Edit the generated clientUnpacker.cfg:

clientUnpacker.cfg
python27     = C:\Python27\python.exe
sevenZipPath = C:\Program Files\7-Zip\7z.exe
wotPath      = C:\Games\World_of_Tanks_EU

Then run it to extract and decompile the game scripts into a local folder you can browse and search.

ScriptLoader PRO

The game natively loads mod_*.pyc files from res_mods/<version>/scripts/client/gui/mods/. You do not need anything else to get started.

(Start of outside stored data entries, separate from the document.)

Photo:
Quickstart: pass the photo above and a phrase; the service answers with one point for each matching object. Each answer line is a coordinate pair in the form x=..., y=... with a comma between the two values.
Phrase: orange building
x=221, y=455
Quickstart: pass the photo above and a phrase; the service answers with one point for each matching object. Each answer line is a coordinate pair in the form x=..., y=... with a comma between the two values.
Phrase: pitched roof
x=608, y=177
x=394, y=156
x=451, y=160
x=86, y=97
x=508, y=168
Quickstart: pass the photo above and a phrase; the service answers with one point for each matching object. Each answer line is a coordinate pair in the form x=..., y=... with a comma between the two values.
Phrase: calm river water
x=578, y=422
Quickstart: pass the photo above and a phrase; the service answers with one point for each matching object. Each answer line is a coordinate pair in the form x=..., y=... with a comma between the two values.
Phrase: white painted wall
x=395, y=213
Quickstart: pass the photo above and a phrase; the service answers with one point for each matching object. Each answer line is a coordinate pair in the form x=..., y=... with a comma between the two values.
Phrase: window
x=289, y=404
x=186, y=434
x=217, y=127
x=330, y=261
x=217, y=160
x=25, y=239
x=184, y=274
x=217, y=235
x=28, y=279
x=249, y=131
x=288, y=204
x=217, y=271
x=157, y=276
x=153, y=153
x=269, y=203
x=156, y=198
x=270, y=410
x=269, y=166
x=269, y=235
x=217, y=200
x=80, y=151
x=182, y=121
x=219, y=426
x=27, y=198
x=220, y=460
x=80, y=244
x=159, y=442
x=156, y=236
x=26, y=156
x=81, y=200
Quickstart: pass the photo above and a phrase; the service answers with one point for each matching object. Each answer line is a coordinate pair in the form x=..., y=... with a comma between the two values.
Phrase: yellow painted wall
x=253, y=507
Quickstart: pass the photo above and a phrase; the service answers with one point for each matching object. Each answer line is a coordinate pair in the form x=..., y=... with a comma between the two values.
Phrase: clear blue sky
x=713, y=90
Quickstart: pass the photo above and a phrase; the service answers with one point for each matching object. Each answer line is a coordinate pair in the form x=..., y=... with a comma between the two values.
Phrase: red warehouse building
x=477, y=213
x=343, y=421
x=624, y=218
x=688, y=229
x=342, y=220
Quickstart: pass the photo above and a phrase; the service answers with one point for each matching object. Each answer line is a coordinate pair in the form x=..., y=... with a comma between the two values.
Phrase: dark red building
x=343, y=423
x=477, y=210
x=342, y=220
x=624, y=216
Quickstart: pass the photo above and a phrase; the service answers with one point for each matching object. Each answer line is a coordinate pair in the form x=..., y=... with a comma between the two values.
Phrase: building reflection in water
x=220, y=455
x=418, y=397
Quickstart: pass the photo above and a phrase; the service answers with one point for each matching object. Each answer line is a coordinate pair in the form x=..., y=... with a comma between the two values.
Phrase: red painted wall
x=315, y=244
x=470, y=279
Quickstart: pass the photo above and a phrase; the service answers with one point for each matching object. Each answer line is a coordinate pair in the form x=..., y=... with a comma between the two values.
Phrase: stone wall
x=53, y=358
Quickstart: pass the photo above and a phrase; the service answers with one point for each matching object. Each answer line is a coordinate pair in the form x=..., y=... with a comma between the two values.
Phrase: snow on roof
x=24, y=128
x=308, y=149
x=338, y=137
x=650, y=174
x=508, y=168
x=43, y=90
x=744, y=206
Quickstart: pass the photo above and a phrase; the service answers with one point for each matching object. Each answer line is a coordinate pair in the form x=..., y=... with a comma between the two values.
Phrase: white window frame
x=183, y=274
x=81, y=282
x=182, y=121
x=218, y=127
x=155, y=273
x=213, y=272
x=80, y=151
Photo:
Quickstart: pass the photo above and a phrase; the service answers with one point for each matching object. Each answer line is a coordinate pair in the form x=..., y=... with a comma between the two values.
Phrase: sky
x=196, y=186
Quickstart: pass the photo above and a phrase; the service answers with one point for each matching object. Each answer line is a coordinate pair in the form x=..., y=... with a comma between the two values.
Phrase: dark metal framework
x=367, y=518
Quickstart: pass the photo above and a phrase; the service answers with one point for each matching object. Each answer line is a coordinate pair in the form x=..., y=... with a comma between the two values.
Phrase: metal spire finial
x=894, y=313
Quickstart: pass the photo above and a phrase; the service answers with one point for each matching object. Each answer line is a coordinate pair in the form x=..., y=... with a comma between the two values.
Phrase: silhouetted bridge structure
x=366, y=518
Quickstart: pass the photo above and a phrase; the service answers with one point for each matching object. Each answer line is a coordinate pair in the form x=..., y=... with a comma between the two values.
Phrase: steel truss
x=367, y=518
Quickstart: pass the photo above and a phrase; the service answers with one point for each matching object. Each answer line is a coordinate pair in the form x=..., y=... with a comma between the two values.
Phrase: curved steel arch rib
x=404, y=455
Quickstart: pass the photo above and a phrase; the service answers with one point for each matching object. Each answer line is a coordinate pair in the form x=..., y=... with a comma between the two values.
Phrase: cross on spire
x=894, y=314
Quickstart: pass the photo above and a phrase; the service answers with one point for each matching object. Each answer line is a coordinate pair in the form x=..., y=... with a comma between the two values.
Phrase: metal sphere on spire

ScriptLoader PRO is an optional community mod that replaces the native loader with a more robust one. It is included in most modpacks like Aslain's, so if you already use a modpack you likely have it. If you see [SL_PRO] lines in python.log when the game starts, it is active:

python.log
[SL_PRO] starting loading script: "mod_hello.pyc" from res_mods folder
[SL_PRO] executed script in res_mods folder: mod_hello.pyc

The mod_ filename prefix is required either way. Files that do not start with mod_ are ignored.

Create your first mod

Create mod_hello.py in your working directory:

res_mods/<version>/scripts/client/gui/mods/mod_hello.py
import BigWorld

def init():
    BigWorld.callback(5.0, _hello)

def _hello():
    print('[mod_hello] Hello, World of Tanks!')

The game calls init() on every file whose name starts with mod_ in the mods folder. Files are loaded in alphabetical order.

Then compile it to .pyc with Python 2.7:

"C:\Python27\python.exe" -m py_compile mod_hello.py
# Creates mod_hello.pyc in the same folder

WoT requires .pyc bytecode files, not plain .py. Always compile before testing, whether you are using res_mods/ or a .wotmod package.

Copy the compiled file to:

res_mods/
└── <version>/
    └── scripts/
        └── client/
            └── gui/
                └── mods/
                    └── mod_hello.pyc

Test your mod

  1. Drop mod_hello.pyc in res_mods/<version>/scripts/client/gui/mods/
  2. Launch World of Tanks
  3. Wait a few seconds in the garage
  4. Open python.log at the root of your game installation
python.log
[mod_hello] Hello, World of Tanks!

There is no hot-reload. Every change requires recompiling and restarting the game client.

python.log is your best friend

All print statements and unhandled exceptions end up in python.log. Keep it open in a text editor while you develop.